The U.S. Air Force began preparing for war on May 23, 1967
May 23, 2017 8:15 AM   Subscribe

On this day, another atomic war scare. "a colossal solar radio burst" (McMath Plage Region 8818) hit important high-altitude sensors, and was interpreted as Soviet radio jamming, which could have been part of an unfolding attack. Space weather forecasters, aided by Pioneer 7, saved the day. (Abstract)
posted by doctornemo (7 comments total) 11 users marked this as a favorite
Luckily, those were the days when our leaders believed in science.
posted by Thorzdad at 8:51 AM on May 23, 2017 [3 favorites]
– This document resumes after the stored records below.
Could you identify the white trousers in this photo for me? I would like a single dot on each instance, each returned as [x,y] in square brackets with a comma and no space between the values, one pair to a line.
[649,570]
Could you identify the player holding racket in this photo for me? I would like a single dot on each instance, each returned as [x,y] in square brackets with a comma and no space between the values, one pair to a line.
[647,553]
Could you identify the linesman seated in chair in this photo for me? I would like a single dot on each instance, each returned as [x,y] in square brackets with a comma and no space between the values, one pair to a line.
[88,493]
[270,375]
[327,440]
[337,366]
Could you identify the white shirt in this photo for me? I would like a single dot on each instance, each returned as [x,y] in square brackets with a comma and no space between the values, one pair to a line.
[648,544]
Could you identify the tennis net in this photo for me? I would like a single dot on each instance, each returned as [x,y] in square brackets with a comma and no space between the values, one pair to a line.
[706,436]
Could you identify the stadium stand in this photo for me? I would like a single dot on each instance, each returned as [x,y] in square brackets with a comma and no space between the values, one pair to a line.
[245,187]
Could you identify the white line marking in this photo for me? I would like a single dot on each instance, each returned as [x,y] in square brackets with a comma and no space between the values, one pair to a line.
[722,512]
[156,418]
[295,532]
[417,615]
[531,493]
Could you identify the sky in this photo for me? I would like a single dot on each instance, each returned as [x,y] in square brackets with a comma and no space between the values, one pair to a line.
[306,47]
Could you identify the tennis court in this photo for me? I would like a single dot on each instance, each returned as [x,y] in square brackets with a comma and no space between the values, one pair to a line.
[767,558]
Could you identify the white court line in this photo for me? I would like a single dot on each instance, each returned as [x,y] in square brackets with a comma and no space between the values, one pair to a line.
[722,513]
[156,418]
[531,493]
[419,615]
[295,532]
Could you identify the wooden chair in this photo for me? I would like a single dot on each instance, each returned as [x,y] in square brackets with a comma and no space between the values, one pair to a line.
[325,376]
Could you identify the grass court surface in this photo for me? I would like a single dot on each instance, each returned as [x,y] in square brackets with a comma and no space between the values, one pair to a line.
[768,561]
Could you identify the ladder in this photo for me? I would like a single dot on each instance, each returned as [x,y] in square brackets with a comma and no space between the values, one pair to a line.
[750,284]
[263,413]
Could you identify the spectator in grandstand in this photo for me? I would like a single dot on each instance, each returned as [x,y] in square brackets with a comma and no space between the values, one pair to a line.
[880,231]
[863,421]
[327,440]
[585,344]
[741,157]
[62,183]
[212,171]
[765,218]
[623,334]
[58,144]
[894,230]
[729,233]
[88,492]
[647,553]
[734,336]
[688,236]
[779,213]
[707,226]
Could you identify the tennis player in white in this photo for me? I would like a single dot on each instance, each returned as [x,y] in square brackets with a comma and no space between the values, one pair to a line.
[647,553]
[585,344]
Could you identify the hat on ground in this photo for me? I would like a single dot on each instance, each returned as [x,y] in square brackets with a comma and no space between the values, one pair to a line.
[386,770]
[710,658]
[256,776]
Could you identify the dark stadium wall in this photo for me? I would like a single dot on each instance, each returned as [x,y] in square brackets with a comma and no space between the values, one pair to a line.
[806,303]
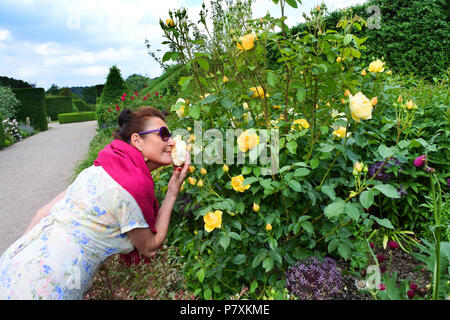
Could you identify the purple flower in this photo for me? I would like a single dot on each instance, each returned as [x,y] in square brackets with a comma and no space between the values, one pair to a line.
[420,161]
[382,175]
[312,279]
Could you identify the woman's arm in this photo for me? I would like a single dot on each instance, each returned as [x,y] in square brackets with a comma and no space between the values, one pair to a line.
[44,211]
[147,242]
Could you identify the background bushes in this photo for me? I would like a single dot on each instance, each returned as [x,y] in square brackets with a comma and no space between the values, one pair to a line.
[33,106]
[76,117]
[57,105]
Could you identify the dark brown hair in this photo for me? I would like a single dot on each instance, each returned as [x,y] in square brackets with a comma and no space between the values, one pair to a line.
[134,121]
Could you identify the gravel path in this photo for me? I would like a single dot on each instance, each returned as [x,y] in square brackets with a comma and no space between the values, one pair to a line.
[35,170]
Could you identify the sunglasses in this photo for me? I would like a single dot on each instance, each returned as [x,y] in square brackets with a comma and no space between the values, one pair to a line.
[164,133]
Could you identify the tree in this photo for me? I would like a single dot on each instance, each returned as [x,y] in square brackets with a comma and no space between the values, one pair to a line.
[114,86]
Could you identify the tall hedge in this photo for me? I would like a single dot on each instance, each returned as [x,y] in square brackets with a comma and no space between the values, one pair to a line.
[2,133]
[33,106]
[57,105]
[114,86]
[413,36]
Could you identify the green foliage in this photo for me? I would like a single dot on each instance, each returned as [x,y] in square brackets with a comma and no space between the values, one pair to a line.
[76,117]
[32,106]
[114,87]
[57,105]
[412,36]
[8,102]
[2,133]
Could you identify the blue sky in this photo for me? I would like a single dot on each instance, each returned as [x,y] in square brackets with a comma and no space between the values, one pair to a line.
[75,42]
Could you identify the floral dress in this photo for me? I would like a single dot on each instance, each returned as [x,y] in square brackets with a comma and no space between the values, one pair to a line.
[58,257]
It never occurred to me how the rare chances to see aurora in the mid 30s of latitude could have such a sinister undertone. I guess the Soviets didn't have similar over the horizon radar that was affected so severely by geomagnetic storms yet? Given that we've heard about several other close calls on their side, I'd expect to have heard about it if they had been affected by the same event.
posted by wierdo at 9:49 AM on May 23, 2017

Huh, so I nearly got nuked the day I was born? It amazes me that we got out of the 20th century alive.
posted by tavella at 10:53 AM on May 23, 2017 [1 favorite]

Happy birthday, tavella!
posted by ZaphodB at 11:00 AM on May 23, 2017 [2 favorites]

It was also the day the Pink Floyd recorded See Emily Play.

Cosmic, man.
posted by Devonian at 2:43 PM on May 23, 2017 [1 favorite]

Thanks, ZaphodB!
posted by tavella at 2:48 PM on May 23, 2017

Interesting timing. Because on July 2, 1967 the Vela satellite program, looking for nuclear weapons signatures, chanced on the first evidence of gamma-ray bursts.
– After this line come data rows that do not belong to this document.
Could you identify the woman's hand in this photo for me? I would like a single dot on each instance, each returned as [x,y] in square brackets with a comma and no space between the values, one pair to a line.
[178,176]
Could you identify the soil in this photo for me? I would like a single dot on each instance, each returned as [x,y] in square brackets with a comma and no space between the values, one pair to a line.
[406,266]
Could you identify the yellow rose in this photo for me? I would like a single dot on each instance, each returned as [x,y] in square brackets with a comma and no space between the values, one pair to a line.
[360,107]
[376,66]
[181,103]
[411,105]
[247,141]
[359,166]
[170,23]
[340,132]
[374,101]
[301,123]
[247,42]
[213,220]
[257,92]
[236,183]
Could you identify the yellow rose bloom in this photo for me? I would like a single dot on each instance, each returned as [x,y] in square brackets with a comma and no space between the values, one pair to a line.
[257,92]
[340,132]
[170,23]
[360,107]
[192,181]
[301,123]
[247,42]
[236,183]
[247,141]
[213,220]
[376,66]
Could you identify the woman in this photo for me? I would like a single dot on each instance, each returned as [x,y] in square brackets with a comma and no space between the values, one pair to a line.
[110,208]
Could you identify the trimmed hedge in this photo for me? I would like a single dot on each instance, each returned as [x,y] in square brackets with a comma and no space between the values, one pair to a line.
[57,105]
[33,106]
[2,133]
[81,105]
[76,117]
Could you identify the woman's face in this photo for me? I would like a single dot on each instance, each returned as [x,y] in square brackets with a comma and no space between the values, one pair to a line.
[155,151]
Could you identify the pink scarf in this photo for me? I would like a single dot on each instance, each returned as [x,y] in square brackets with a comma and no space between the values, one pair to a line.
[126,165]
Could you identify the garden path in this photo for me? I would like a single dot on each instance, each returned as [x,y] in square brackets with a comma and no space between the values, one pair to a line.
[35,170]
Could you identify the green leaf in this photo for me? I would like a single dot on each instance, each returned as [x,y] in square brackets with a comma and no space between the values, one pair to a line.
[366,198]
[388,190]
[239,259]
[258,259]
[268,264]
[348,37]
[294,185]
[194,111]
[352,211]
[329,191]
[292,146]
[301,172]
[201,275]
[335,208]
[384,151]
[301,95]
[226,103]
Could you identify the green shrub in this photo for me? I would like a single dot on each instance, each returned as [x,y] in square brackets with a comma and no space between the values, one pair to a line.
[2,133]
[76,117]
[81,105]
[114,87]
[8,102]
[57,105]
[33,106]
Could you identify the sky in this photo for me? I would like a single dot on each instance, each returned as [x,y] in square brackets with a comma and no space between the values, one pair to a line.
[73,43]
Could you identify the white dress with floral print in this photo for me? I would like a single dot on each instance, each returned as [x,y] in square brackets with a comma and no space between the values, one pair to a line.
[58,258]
It took 6 years for the discovery to be published ... but it was.
This alerted the astronomical community to the existence of gamma-ray bursts (GRBs), now recognised as the most violent events in the universe.
So at least, not all of that self-destructive, paranoia-fuelled junk was a complete waste of money. Not that we quit doing that, of course.